Auburn defensive coordinator Ellis Johnson agreed, saying Smith can offer tidbits about players that don’t always show up in film study.

“It’s always good to have insight,” he said. “Sometimes a guy doesn’t look fast on tape and he is. Sometimes a guy looks fast and maybe he isn’t. I think (Smith is) a big help.”

With coaching turnover commonplace, Mullen said his offense has made the necessary adjustments to make sure Smith — or any other former member of his staff the Bulldogs might face — can’t give away too much.

“We try to change things up a little bit every year just because of those situations,” he said of Smith’s move to Auburn. “I know teams aren't supposed to videotape guys signaling, but I don't know that everybody maybe follows that rule, so we're pretty cautious about that stuff.

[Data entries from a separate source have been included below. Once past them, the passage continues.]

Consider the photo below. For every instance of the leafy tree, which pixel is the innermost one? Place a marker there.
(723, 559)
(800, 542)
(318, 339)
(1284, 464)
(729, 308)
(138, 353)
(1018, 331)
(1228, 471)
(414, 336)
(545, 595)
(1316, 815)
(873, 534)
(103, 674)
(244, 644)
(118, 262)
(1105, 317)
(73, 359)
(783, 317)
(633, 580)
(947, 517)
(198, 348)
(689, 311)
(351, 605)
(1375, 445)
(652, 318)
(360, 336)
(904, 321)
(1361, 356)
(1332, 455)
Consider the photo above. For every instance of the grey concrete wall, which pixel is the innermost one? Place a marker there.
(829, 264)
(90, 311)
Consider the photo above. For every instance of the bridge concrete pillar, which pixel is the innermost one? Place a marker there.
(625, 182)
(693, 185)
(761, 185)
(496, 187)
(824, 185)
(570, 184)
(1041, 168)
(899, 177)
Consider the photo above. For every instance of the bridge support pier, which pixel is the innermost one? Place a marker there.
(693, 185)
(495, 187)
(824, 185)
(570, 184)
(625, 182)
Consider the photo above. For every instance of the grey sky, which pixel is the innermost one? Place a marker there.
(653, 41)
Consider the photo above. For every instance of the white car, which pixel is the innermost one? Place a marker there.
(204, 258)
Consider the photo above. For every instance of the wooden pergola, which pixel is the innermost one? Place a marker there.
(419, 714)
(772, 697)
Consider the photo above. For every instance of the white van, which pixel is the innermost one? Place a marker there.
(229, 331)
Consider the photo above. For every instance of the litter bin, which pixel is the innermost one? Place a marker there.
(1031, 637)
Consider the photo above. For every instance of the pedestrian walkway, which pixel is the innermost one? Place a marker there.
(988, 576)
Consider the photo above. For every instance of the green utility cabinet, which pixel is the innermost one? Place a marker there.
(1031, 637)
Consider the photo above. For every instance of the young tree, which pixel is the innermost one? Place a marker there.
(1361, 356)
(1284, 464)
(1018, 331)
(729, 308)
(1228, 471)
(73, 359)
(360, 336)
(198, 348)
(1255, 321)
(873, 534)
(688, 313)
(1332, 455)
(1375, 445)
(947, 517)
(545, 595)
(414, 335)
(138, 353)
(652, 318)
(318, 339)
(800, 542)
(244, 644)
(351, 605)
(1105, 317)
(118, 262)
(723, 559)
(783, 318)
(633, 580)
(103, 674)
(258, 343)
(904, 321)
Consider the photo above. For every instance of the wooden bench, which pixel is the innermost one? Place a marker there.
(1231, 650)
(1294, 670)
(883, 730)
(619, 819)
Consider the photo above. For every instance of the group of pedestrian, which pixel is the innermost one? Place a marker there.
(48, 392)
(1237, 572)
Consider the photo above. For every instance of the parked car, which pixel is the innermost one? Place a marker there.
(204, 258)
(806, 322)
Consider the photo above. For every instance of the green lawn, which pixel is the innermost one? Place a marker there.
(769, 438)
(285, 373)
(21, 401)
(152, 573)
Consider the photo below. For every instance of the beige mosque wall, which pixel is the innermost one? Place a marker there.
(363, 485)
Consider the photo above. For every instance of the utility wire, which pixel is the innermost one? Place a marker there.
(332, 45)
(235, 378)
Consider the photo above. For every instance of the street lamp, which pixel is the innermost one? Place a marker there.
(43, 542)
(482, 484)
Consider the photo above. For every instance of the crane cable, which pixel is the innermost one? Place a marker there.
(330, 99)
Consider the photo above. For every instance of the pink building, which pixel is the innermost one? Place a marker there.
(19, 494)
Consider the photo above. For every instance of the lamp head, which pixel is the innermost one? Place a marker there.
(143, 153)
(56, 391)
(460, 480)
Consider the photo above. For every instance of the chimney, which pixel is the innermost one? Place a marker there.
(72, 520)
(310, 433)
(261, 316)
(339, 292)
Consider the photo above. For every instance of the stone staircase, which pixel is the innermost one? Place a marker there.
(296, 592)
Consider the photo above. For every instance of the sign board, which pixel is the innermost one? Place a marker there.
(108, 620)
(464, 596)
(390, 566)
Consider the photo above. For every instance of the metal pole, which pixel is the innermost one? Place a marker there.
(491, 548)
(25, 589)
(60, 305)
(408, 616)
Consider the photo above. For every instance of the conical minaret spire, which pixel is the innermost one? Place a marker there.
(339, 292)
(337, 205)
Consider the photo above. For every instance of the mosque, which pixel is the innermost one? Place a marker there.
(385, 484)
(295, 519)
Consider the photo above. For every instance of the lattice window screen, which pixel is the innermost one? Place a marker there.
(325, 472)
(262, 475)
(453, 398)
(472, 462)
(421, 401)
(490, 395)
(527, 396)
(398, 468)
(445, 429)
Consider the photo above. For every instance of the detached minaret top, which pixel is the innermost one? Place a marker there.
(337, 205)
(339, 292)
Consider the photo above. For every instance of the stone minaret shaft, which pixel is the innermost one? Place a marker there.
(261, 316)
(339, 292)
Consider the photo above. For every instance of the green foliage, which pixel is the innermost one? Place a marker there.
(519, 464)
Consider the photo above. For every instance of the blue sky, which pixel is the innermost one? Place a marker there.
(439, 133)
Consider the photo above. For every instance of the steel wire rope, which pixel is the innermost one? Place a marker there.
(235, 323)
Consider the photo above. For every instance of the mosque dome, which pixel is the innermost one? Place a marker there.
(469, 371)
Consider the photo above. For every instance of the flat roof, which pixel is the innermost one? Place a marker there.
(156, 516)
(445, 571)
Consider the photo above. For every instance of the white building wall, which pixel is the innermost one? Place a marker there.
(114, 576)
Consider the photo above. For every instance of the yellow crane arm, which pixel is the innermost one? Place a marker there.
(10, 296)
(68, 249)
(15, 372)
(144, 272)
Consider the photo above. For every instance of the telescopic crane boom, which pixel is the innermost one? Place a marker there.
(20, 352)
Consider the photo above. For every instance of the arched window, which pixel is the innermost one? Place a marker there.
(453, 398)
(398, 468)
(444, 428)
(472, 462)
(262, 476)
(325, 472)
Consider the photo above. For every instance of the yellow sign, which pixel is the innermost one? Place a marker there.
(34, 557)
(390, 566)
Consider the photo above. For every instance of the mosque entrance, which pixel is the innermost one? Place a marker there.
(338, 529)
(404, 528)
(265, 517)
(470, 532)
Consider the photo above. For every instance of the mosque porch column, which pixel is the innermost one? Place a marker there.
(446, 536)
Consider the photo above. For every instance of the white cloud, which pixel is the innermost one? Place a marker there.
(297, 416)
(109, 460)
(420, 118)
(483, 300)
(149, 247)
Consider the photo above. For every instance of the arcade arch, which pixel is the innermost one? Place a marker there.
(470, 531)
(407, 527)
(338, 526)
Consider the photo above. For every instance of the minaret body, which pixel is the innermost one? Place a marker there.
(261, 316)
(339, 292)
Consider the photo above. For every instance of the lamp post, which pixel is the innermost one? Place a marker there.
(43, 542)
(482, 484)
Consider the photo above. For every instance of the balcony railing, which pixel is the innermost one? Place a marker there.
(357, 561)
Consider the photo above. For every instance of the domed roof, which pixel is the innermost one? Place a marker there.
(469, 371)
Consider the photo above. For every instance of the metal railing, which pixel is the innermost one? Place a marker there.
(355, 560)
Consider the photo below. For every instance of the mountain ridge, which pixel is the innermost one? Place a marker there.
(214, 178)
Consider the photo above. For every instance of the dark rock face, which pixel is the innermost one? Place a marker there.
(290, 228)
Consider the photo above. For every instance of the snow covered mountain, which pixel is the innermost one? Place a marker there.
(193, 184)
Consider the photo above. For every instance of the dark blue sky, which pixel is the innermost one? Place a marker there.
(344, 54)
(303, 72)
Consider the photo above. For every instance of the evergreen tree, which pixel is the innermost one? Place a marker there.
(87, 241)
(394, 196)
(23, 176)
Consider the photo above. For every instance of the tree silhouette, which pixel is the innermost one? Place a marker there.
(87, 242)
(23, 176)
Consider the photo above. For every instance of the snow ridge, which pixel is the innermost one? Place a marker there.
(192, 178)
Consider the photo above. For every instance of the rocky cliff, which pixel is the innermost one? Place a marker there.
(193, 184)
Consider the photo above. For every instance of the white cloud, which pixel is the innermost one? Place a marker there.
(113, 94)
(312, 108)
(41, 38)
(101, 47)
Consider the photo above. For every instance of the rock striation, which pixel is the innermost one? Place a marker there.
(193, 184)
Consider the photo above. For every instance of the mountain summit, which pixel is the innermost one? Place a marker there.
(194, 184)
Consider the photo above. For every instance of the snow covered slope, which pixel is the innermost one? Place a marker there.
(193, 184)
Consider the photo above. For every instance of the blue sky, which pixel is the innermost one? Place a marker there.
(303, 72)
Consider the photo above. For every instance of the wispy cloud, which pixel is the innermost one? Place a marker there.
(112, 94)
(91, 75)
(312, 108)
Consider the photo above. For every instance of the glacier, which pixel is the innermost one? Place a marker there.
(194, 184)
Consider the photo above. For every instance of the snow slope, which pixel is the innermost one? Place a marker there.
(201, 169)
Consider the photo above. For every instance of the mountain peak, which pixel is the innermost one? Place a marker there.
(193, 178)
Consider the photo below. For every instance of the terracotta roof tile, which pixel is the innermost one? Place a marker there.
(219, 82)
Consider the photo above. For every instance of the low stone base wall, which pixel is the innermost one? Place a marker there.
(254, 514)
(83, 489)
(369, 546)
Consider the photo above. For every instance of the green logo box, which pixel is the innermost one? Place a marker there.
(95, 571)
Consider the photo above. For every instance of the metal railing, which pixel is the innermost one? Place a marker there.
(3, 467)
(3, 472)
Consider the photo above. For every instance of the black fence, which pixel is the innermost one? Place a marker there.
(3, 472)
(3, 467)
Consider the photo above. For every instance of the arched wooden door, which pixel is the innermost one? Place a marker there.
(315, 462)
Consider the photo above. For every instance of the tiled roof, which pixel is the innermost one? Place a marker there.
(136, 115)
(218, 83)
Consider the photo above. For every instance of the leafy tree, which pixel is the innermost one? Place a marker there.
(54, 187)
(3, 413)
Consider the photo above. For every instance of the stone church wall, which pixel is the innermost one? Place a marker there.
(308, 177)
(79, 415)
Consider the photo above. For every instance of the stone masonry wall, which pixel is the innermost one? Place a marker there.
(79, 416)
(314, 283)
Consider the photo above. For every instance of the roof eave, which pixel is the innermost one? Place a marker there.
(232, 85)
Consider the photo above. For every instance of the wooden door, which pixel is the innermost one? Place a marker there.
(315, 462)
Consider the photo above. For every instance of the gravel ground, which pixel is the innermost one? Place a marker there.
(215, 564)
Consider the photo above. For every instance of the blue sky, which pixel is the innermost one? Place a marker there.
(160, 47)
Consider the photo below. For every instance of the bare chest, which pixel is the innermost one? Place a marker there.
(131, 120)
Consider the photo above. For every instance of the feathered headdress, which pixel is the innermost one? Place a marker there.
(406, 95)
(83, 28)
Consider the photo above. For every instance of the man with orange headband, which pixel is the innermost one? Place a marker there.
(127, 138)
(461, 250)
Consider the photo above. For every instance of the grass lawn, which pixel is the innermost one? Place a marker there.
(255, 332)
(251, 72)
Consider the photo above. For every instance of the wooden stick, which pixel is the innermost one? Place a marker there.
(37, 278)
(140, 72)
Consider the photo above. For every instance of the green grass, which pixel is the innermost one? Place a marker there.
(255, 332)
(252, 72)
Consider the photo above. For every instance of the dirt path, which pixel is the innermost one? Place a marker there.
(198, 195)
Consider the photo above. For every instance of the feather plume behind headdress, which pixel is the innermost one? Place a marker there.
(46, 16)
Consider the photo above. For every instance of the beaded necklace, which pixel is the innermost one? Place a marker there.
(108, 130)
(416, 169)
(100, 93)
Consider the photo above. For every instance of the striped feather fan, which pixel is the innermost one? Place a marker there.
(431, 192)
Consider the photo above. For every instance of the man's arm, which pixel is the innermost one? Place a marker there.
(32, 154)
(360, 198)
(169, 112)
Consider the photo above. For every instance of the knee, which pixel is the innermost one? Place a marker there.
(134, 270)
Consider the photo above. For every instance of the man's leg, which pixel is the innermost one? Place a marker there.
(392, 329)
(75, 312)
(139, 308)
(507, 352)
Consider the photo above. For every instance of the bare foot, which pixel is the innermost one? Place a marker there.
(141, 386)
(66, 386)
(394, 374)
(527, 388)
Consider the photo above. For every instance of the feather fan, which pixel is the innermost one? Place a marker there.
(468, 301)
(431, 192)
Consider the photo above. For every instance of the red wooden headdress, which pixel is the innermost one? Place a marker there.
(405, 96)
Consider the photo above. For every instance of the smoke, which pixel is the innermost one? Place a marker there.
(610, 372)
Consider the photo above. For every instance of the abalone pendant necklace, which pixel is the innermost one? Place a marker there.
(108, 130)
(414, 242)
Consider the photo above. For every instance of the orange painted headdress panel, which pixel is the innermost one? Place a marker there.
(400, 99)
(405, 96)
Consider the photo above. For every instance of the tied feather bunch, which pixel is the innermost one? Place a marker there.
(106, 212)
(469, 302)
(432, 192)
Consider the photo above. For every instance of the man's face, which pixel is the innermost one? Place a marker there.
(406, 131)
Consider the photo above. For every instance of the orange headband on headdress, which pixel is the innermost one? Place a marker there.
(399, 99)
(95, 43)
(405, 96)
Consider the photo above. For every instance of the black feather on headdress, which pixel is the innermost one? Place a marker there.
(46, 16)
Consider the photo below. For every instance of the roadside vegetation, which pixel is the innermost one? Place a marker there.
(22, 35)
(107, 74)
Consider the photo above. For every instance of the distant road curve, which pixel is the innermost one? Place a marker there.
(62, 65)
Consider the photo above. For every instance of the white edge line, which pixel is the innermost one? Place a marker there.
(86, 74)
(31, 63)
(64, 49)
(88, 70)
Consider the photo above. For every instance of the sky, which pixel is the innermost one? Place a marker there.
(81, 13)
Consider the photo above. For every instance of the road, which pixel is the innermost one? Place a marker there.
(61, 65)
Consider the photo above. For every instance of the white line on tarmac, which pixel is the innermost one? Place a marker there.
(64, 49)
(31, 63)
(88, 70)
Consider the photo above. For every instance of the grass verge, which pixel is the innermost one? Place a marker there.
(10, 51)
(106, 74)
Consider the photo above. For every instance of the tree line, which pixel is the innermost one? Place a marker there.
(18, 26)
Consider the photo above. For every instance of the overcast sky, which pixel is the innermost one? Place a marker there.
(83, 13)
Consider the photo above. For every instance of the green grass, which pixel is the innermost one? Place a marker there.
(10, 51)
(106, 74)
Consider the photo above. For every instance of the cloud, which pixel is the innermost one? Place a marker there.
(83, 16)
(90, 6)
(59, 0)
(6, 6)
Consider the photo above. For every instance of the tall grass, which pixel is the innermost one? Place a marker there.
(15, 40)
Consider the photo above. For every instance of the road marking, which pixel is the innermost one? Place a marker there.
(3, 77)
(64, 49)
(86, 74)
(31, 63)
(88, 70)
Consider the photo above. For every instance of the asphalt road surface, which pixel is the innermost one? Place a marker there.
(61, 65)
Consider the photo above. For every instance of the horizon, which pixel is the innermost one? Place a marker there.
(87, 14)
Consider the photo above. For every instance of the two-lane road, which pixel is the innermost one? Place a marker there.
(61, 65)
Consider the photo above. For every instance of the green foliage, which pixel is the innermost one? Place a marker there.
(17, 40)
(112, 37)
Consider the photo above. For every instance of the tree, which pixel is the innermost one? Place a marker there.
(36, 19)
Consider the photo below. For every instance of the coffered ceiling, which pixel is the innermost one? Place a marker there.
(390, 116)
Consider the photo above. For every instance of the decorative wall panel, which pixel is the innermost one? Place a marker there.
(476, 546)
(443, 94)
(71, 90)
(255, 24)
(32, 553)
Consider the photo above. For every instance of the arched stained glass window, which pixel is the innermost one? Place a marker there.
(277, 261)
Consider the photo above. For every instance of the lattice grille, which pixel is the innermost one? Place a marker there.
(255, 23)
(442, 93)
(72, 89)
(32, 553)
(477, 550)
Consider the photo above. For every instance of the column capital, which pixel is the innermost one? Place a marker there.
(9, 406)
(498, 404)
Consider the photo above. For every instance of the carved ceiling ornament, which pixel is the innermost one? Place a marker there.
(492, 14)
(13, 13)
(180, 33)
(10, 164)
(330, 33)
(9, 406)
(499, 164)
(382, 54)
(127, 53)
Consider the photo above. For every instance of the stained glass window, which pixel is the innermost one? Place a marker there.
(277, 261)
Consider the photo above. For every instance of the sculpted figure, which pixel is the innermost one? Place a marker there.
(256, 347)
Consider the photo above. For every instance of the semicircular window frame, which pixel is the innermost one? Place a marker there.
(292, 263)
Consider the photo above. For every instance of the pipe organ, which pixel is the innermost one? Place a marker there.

So year to year, we try to change a lot of those.”

Even without Smith’s expertise, Johnson knew plenty about Mississippi State’s offense, scheming against it the last two years he was South Carolina’s defensive coordinator in 2010-11.

“Their offensive system has not changed much,” he said. “One year they were in transition between (quarterbacks) (Chris) Relf and Tyler (Russell) and they were a little bit more of the (Tim) Tebow-type offense with Relf. Then they got Tyler back there and they started throwing the ball a little bit more and still running some of their power game and counter game and zone game, but a little less quarterback run.”

Defensively, it was the same story. Auburn head coach Gus Malzahn said the Bulldogs’ defense favorably compares to recent editions.

“It looks like the same Mississippi State teams that we've played the last three or four years,” he said. “They're long, they're fast, they can run and they're physical, and they play very sound football. They make you earn it.”

Every SEC game will be that way, Malzahn said. The coach has been pleased by the way his team has overcome adverse situations to pick up victories in its first two games.

But the true measure of the Tigers will only be reflected in how they perform in their eight conference games this fall.

They’re on the clock starting Saturday.

“You're getting into your league and we're playing against some of the best teams in America and we'll face more adversity,” Malzahn said. “We'll get a chance to see how we respond moving forward.”